"Venezuela is in the middle of economic collapse"
"There is a highly fragmented government with many groups struggling for power and many vested interests" "A two-digit fall could be recorded in the manufacture and construction sectors this year"
VÍCTOR SALMERÓN | EL UNIVERSAL
Wednesday June 11, 2014 10:27 AM
Investment banks have forecast that president Nicolás Maduro would implement an adjustment plan including forex rate unification, rise in the price of gasoline, monetary discipline, and tax reform. However, Alejandro Grisanti, analyst at Barclay's Capital, says that the current events point in the opposite direction.
"There has been no progress towards such measures. At the end of April, public expenditure jumped by 20% in real terms. In the monetary area, between late March and early April, the central bank provided VEB 75 billion (USD 11.9 billion) in funding to (state-run oil company) Pdvsa. No forex rate unification can be put in place because nobody is expecting the foreign currency control to end; therefore, the parallel forex market will continue to exist," explains Grisanti.
- Indicators show industrial production is falling. Do you think recession is inevitable?
- Venezuela is in the middle of economic collapse. A two-digit fall could be recorded this year in the manufacture and construction sectors -the main employers in the country and whose growth or slowdown has a significant weight on the purchasing power."

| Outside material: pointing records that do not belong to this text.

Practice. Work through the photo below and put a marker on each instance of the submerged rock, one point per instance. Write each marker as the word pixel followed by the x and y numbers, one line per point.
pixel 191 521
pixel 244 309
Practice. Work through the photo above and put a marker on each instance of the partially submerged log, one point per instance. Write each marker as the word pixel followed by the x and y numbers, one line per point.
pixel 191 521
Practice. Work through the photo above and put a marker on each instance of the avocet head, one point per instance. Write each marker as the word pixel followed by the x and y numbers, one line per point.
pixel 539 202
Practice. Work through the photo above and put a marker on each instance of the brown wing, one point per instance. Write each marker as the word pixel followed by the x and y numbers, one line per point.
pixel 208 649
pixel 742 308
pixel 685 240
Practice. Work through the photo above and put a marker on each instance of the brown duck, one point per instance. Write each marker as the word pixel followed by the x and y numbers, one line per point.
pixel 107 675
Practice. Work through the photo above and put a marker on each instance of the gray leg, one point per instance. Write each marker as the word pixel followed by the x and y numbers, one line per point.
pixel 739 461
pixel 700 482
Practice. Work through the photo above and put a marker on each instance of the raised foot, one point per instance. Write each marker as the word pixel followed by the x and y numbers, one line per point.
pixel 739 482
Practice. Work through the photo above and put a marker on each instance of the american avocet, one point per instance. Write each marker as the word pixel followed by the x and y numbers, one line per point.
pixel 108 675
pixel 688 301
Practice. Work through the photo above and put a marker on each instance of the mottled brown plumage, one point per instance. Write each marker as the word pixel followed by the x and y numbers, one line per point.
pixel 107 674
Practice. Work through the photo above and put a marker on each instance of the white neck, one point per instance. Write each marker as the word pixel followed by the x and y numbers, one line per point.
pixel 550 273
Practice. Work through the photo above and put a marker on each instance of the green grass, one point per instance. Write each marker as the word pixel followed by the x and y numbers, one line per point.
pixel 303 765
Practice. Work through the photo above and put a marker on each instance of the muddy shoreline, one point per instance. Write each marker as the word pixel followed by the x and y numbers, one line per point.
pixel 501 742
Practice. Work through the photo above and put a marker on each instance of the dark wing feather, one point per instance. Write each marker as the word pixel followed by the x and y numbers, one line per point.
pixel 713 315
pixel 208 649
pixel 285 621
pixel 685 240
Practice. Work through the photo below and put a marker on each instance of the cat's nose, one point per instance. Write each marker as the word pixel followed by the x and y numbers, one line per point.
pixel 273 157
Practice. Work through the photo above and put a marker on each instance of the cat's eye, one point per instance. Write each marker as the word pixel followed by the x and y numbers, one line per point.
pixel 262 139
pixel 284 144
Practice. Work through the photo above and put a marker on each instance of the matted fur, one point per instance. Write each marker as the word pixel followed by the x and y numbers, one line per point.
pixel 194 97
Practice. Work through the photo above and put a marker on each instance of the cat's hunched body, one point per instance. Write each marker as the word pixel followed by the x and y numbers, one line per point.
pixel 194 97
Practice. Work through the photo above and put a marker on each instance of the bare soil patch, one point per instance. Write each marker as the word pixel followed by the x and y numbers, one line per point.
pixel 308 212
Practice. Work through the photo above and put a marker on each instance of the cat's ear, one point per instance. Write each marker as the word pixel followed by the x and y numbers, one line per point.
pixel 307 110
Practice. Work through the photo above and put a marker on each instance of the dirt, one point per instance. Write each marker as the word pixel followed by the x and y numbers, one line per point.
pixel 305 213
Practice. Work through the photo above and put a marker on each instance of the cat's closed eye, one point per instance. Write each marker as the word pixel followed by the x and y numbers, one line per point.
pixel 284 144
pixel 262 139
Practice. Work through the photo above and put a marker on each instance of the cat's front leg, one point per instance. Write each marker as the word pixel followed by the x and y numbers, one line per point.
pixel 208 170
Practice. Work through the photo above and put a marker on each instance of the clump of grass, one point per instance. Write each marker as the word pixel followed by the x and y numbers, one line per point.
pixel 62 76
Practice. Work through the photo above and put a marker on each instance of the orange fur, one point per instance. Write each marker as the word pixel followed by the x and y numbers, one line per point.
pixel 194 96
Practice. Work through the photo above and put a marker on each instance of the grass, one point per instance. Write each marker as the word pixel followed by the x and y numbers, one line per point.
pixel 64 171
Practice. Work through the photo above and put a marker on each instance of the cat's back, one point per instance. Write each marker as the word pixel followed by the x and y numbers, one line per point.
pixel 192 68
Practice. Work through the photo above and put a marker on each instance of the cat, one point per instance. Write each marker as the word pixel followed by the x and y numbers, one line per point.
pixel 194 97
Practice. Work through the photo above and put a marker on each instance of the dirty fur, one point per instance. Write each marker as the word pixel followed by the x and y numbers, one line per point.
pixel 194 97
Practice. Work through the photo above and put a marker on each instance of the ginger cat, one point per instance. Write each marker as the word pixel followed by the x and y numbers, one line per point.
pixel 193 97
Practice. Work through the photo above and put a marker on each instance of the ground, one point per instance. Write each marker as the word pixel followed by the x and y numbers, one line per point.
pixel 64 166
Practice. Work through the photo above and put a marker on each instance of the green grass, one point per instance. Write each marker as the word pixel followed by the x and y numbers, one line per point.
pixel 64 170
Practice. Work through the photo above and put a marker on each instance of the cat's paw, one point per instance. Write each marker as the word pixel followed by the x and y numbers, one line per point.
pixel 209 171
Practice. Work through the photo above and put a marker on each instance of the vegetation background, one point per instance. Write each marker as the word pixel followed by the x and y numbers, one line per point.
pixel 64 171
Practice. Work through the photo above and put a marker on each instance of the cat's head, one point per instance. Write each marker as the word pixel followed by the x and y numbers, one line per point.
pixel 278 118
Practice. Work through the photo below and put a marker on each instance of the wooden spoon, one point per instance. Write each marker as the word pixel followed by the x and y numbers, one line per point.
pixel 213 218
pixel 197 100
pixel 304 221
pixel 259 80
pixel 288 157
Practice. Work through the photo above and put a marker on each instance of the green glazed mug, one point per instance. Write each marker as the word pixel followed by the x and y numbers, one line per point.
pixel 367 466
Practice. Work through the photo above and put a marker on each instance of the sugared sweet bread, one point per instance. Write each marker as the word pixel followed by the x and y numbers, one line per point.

- When did this economic collapse begin?
- It started on the first trimester of the year, and I do not see any rebound in the second quarter. The production chain has been broken and keeps breaking. If companies have dollars for packaging, they do not have enough for spare parts. Rebuilding the production chain can be very expensive, and could take longer than the government thinks.
- Apart from the forex deficit the economy is going through, do you think there is another cause for recession?
- The lack of decision-making. Some decisions have been made, but in the end they are not implemented. And there is a highly fragmented government with many groups struggling for power and many vested interests that are clearly separated from Venezuela's reality.
Grisanti further explains that "this government is more difficult to predict than that of (late president) Hugo Chávez. Under Chávez, excesses were cut during non-electoral periods. We do not see that under Maduro. This was clearly a non-electoral year, a year for decision-making in order to restitute balance, and they are not doing it."
"We are 18 months ahead of parliamentary elections in the middle of an extremely uncertain situation. I would think that the measures that are not implemented in the short term will not be taken in September when students are back to school. We have four critical months for decision-making ahead."
- From your point of view, will the government resort to indebtedness in order to obtain foreign currency for alleviating the dollar deficit?
- The current legal structure offers strong incentives to indebtedness in foreign currency. If you prevent Pdvsa from selling dollars from oil exports in the Sicad II (Second Ancillary Foreign Currency Administration System) at VEB 50 per dollar, but allow it to sell dollars obtained from financing, there are evidently incentives. In the last six months, Pdvsa has issued USD 9.5 billion in debt bonds.
- Won't the concentration of debt payment during the year's last trimester force the government to issue debt bonds in order to meet such obligations?
- Between October and November, there is a high concentration of payments of sovereign debt and Pdvsa debt, whose debt services amount to USD 7 billion. Therefore, they are likely to end up issuing debt bonds.
- The government's discourse is that the size of the debt is no problem. What do you think about that?
- The debt growth is alarming because it has occurred amid exorbitant oil prices. The debt service to oil exports ratio has jumped from 7% in 2007-2008 to almost 25% this year.
Grisant added that "the country can be managed under this debt service to oil exports ratio, but this may lead to higher volatility and vulnerability if oil prices fall. This year, the debt service stands at USD 15 billion."